Wo Zukunft sich auf Tagesbasis verändern kann, ist Flexibilität Schlüssel zum Erfolg. Agile Konzepte wie Scrum stellen dafür ein methodisches Gerüst. Doch „Agile“ ist längst mehr als nur flexibles, prozessorientiertes Arbeiten. Es hat sich von einer Methode zu einer Kultur entwickelt, die Unternehmen durch und durch prägen kann. Als „Business Agility“ nimmt es nun auch Einfluss auf die strategische Ausrichtung und auf das Verständnis von Leadership.
Auch bei Siemens setzen wir auf Agilität. Die Digitalisierung eröffnet großartige Chancen zur Innovation, von denen unsere Kunden und wir vielseitig profitieren können. Indem wir unsere Software- und Produktentwicklung und das Projektmanagement agil aufsetzen und begleitende Abläufe digital optimieren, können wir die Go-to-Market-Time für Produkte, Lösungen und Services wesentlich beschleunigen.
Das digitale Zeitalter ist agil geprägt. Gerade großen Konzernen mit komplexen, oft verfestigten Strukturen bietet Scrum ideale Instrumente, die Neues zulassen, das Bewährte jedoch nicht gefährden. Und Startups ermöglicht Scrum eine hoch effiziente Methode der Ideenentwicklung bis zur Marktreife. Bei der Einführung agiler Methoden sind jedoch manche Hürden zu nehmen, das haben auch wir „by doing“ gelernt: von falsch verstandenen Rollen, über Probleme in der Kommunikation und Kooperation bis zum gänzlichen Abhandenkommen des „Big Picture“.
Es gilt, Gründer, Entscheider, Projektmanager und Innovationstreiber auf diese neue, agile Art von Arbeiten besser vorzubereiten. Ich freue mich, dass sie in diesem Leitfaden eine wunderbar komprimierte Einführung in die Scrum-Methodik mit sehr wertvollem, anwendungsorientiertem Know-how finden.
Hanna Hennig
CIO Siemens AG
1.2 Dr. Silvia Rummel (Festo SE & Co. KG)
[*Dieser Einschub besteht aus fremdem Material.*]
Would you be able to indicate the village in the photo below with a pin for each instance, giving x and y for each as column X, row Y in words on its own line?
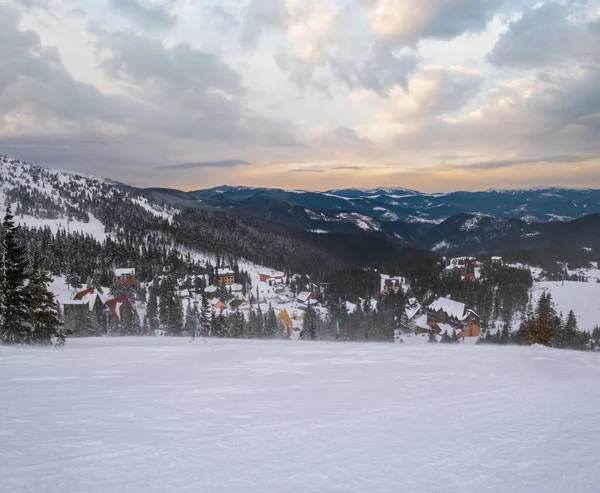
column 268, row 289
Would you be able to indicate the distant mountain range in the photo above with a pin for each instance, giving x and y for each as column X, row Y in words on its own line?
column 472, row 222
column 367, row 222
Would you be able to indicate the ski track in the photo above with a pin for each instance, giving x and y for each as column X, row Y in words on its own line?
column 168, row 415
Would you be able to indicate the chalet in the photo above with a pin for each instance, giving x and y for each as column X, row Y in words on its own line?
column 421, row 325
column 211, row 292
column 304, row 297
column 284, row 319
column 389, row 283
column 447, row 328
column 217, row 304
column 125, row 277
column 119, row 306
column 237, row 304
column 93, row 298
column 236, row 288
column 412, row 310
column 73, row 308
column 454, row 313
column 266, row 276
column 225, row 277
column 470, row 277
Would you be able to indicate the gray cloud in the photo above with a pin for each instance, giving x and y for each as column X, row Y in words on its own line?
column 192, row 93
column 175, row 98
column 77, row 12
column 226, row 163
column 222, row 18
column 439, row 19
column 145, row 16
column 547, row 35
column 260, row 15
column 566, row 159
column 33, row 81
column 381, row 71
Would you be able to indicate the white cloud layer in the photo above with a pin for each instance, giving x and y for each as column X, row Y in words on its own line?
column 366, row 89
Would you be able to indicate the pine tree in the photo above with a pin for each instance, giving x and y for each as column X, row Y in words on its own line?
column 43, row 313
column 571, row 331
column 16, row 322
column 205, row 320
column 190, row 321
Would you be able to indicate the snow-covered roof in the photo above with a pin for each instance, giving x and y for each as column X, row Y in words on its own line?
column 271, row 273
column 421, row 322
column 304, row 296
column 450, row 307
column 91, row 299
column 446, row 328
column 118, row 306
column 412, row 308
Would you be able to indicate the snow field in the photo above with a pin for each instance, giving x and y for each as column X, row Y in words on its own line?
column 169, row 415
column 581, row 297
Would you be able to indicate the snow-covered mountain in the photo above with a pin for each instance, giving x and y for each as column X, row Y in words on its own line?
column 397, row 204
column 71, row 201
column 469, row 222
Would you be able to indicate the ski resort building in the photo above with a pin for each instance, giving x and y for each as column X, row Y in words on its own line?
column 94, row 300
column 225, row 277
column 455, row 314
column 125, row 277
column 284, row 319
column 266, row 276
column 120, row 306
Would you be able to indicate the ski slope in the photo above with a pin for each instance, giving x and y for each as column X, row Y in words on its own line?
column 145, row 415
column 581, row 297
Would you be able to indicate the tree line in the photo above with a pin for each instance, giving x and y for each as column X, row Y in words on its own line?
column 28, row 311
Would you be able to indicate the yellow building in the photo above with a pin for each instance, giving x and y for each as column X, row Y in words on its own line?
column 225, row 277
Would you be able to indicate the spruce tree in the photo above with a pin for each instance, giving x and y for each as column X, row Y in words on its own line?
column 205, row 320
column 16, row 321
column 43, row 313
column 571, row 331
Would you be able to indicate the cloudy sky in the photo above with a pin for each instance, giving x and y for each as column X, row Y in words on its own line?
column 434, row 95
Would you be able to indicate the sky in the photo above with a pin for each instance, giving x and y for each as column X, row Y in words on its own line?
column 434, row 95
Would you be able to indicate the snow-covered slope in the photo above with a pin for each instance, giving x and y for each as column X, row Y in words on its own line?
column 134, row 415
column 581, row 297
column 43, row 197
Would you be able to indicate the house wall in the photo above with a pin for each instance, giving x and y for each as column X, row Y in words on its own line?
column 227, row 280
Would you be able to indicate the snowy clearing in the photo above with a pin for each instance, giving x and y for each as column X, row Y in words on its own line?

Aufgrund von Digitalisierung und Datenverfügbarkeit ändern sich mit atemberaubendem Tempo die Kundenanforderungen und die Wettbewerbsbedingungen. Die heute zur Verfügung stehenden digitale Produkte und Services ermöglichen es den Kunden, ein noch nie dagewesenes Spektrum an Funktionalitäten zu nutzen. Dabei ist es egal, an welchem Ort sich die Nutzer befinden oder zu welcher Zeit die Services benötigt werden, den Möglichkeiten sind keine Grenzen gesetzt.
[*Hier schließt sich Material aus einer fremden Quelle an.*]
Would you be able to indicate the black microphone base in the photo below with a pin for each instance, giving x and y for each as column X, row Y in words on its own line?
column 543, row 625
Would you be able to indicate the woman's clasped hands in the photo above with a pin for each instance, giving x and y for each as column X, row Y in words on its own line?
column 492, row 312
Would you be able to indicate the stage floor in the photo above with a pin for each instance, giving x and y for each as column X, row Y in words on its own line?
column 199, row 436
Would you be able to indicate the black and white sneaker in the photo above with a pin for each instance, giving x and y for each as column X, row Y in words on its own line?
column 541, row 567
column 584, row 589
So faszinierend und beeindruckend es auch ist, diesen Wandel zu beobachten, so herausfordernd ist es gleichzeitig für die Unternehmen, die diese Produkte herstellen. Wo bis dato das physische Produkt und dessen einmaliger Erwerb im Vordergrund stand, rücken nun Services mit der Generierung von Mehrwerten in den Mittelpunkt für die Konsumenten. Dieser drastischen Veränderung des Produkt- und Konsumentenverhaltens sind bisherige Organisationsansätze kaum gewachsen. Über Dekaden hinweg wurden Entwicklungsprozesse dahingehend optimiert, physische Produkte in Form von Projekten innerhalb von kürzester Zeit und mit technischer Raffinesse zu realisieren. Mit Erfolg – doch nun gilt es, dieses Vorgehen auf ein neues Level zu bringen und Software als Bestandteil des Produktes zu sehen, um den veränderten Kundenanforderungen gerecht werden.
Durchschreitet eine Organisation diese Veränderung und nimmt sich der digitalen Transformation in all ihren Facetten an, wird dies auch zu einem Umdenken bei der Projektarbeit führen. Erfahrene Teams kommen mit traditionellen Projektmanagement-Methoden hier schnell an ihre Grenzen. Um dennoch den vorgegebenen Zielkorridor (Zeit, Budget und Qualität) zu erreichen, sind alternative Methoden erforderlich. Die Lösung: Scrum als agile Form des Arbeitens. Dies ermöglicht ambitionierten und motivierten Teams schnell Erfolge zu erzielen und dennoch strukturiert vorzugehen.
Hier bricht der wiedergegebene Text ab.